Sikkukkut’s snout twitched in a dry sniffing, kifish laughter, which came for many reasons, not all of which were civilized. “Like a million human ships and a great number of guns?”
“Now, that is possible, hakkikt.” Jik blinked and narrowed his focus still tighter on what he had resolved to say, never on what he was hiding. Find the threads of the story and stay to them, walk the narrow path, while the drug and the alcohol and the stimulants in the smoke flowed through his veins. “That is remotely possible; but the advantage would be too one-sided for the humans. What good to mahendo’sat, to exchange one powerful neighbor for another of unknown potential?”
“Unknown, is it?”
“You speak excellent mahensi. Far better than I speak your language. Mechanical translators are hardly a substitute for living and fluent brains. The best human translator we know can ask for a cup of water and say he wants trade. Now, what does that tell us about human motives, human government, human minds, a? Friend, they say. You say friend, I say friend. Do we mean the same thing? What do humans mean with that word? Assuredly Ana doesn’t know; and I much doubt he means to upend the Compact as long as he doesn’t know.” Jik held up a blunt-clawed forefinger, to maintain attention to a point. “Goldtooth, our esteemed Ana, takes orders. He also interprets them freely. This is the danger in him. The Personage who sent us both knows this. Therefore he sent me to restrain Ana from his excesses. I have failed in this. But I know Ana’s limits. I am saying this to you, and you speak such excellent mahensi; but I don’t know whether you know the meaning of this word limits in the way we do. It implies the edge of Ana’s personal assumptions. Ana still obeys the Personage at Maing Tol. As I do. And I tell you that negotiation with you is in the Personage’s interest and human ships running freely through Compact space is not in those interests. Therefore I make alliance with you, as I would have made it simultaneously with Akkhtimakt if he were not the fool he is.”
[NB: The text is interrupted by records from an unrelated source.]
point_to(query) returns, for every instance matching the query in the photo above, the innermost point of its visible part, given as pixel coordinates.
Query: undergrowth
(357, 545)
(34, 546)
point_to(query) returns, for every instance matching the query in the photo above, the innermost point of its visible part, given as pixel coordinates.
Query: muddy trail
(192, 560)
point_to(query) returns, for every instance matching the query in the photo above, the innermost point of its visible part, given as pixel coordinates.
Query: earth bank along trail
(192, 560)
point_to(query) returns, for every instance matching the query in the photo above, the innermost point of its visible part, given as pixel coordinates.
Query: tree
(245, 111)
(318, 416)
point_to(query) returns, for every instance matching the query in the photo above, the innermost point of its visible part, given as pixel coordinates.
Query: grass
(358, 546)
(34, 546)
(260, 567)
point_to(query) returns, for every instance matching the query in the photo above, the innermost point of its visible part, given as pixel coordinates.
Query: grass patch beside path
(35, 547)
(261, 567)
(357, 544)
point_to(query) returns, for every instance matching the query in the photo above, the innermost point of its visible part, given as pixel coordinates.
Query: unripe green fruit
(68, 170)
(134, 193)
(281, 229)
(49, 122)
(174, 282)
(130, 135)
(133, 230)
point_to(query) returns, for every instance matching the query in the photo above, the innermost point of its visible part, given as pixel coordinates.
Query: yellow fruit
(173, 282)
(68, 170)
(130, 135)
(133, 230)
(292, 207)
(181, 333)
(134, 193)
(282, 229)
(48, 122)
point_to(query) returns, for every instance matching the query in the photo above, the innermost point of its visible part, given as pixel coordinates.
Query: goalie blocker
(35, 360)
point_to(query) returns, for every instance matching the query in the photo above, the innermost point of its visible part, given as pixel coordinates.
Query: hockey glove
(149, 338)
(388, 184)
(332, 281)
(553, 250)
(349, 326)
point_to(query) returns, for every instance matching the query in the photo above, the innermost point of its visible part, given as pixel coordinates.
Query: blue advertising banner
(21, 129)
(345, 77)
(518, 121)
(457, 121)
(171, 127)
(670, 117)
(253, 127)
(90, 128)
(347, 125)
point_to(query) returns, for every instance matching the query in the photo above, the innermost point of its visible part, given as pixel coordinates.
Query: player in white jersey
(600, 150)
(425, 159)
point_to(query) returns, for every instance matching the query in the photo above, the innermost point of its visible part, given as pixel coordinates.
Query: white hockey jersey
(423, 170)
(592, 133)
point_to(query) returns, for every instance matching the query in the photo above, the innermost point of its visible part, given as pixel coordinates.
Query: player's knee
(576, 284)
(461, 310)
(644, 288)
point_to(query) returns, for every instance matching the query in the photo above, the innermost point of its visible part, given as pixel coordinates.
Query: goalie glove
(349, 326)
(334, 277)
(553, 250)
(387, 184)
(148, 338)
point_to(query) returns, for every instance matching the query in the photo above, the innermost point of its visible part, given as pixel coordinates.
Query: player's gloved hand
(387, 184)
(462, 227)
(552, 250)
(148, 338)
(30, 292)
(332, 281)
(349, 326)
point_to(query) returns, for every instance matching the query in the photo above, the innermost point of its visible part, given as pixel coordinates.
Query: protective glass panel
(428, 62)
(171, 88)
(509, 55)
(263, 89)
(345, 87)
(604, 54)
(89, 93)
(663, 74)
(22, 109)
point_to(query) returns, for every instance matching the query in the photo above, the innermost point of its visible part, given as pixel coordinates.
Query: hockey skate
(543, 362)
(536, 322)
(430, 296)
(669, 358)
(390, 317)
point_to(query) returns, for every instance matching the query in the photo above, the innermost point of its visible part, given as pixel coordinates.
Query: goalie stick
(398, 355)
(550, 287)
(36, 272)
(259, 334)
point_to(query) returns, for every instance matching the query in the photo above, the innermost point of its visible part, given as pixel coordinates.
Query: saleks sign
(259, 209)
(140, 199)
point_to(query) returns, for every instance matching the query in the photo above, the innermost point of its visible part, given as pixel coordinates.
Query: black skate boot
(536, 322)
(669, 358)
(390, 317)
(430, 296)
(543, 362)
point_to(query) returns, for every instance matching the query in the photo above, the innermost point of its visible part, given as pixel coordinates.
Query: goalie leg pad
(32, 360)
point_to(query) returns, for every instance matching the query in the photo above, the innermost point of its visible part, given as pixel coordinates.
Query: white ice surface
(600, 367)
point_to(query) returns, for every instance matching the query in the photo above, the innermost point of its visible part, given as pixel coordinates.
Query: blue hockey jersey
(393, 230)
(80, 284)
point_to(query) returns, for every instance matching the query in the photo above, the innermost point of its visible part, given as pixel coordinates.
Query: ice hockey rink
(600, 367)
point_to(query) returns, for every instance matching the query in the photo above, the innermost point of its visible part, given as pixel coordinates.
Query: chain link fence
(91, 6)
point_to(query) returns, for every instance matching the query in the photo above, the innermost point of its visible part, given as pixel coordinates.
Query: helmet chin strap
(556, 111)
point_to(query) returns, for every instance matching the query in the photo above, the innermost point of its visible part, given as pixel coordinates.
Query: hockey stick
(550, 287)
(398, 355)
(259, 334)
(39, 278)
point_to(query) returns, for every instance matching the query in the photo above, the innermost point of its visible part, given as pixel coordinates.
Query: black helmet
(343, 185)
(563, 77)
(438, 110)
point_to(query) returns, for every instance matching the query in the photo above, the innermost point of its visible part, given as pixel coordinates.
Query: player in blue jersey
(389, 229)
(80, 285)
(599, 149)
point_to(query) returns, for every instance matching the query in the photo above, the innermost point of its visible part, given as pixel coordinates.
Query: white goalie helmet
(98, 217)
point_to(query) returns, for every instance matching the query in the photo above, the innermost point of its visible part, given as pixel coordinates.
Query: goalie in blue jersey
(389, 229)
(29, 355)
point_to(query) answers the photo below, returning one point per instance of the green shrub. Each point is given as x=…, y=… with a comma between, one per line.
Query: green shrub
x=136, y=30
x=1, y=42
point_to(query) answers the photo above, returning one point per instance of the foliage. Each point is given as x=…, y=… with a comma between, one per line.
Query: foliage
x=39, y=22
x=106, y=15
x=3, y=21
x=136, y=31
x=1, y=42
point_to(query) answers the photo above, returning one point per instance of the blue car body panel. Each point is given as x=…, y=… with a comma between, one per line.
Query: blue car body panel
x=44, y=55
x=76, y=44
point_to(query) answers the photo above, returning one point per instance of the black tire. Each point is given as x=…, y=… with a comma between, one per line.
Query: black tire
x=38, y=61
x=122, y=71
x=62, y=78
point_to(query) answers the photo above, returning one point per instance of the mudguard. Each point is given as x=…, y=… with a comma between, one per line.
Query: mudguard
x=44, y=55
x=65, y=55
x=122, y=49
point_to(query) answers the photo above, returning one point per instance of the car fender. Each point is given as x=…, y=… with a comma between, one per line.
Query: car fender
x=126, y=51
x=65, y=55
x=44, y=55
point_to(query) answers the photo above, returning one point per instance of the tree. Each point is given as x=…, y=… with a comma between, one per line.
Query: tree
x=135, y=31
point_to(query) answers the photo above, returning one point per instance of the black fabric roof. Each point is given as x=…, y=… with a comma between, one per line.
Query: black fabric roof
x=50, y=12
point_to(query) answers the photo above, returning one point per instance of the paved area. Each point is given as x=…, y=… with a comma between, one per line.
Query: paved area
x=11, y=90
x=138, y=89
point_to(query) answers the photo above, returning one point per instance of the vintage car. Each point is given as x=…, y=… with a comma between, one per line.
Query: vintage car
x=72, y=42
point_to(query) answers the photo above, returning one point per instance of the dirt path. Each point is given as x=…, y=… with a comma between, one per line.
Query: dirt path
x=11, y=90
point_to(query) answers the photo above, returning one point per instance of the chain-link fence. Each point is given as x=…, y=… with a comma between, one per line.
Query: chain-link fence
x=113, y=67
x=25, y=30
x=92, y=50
This pleased Sikkukkut, perhaps. The dark eyes flickered. Sikkukkut picked up his cup an
d the thin tongue exited the v-form gap of his outer teeth and lapped delicately at the petroleum-smelling contents. “I have known mahen fools,” Sikkukkut said.
“Don’t number Ana among them.”
“Or yourself?”
“I hope not to be.”
“I have a notion what you might have been doing out on that dockside, Keia, my friend. Ana Ismehanan-min wanted confusion behind which to depart. And someone fired the shot that touched off the riot.”
“Rhif Ehrran.”
“The hani? Come now, Keia. Hani gave no orders to the mahendo’sat.”
“It’s not certain that they take them either, your pardon, hakkikt. Myself, I look for a fool to do a fool’s work; and Ehrran is the greatest fool I know.”
“Ehrran isn’t sitting here at this moment.”
Jik drew in a long breath of smoke and let it go again. “It did give her the diversion she needed. And indeed, she isn’t sitting here at this moment. At cost to me, to Chanur—in fact, hakkikt, expensive as it may be to her in the long run, in the short, it served her very well. And what my partner is thinking of in her regard I wish I could tell you. I wish I knew. I think he has use for that hani he took with him, use he couldn’t get out of Chanur—Chanur being no fool.”
“Perhaps he has made use of all the hani. Perhaps he has secured his retreat from among us, and that is all he hoped to do—might that not be, Keia? I only wonder what you are doing here.”
“Perhaps he only followed her because he saw no way to stop her.”
“His ship has armaments,” Sikkukkut said dryly. “He was close behind her before her ship reached velocity.”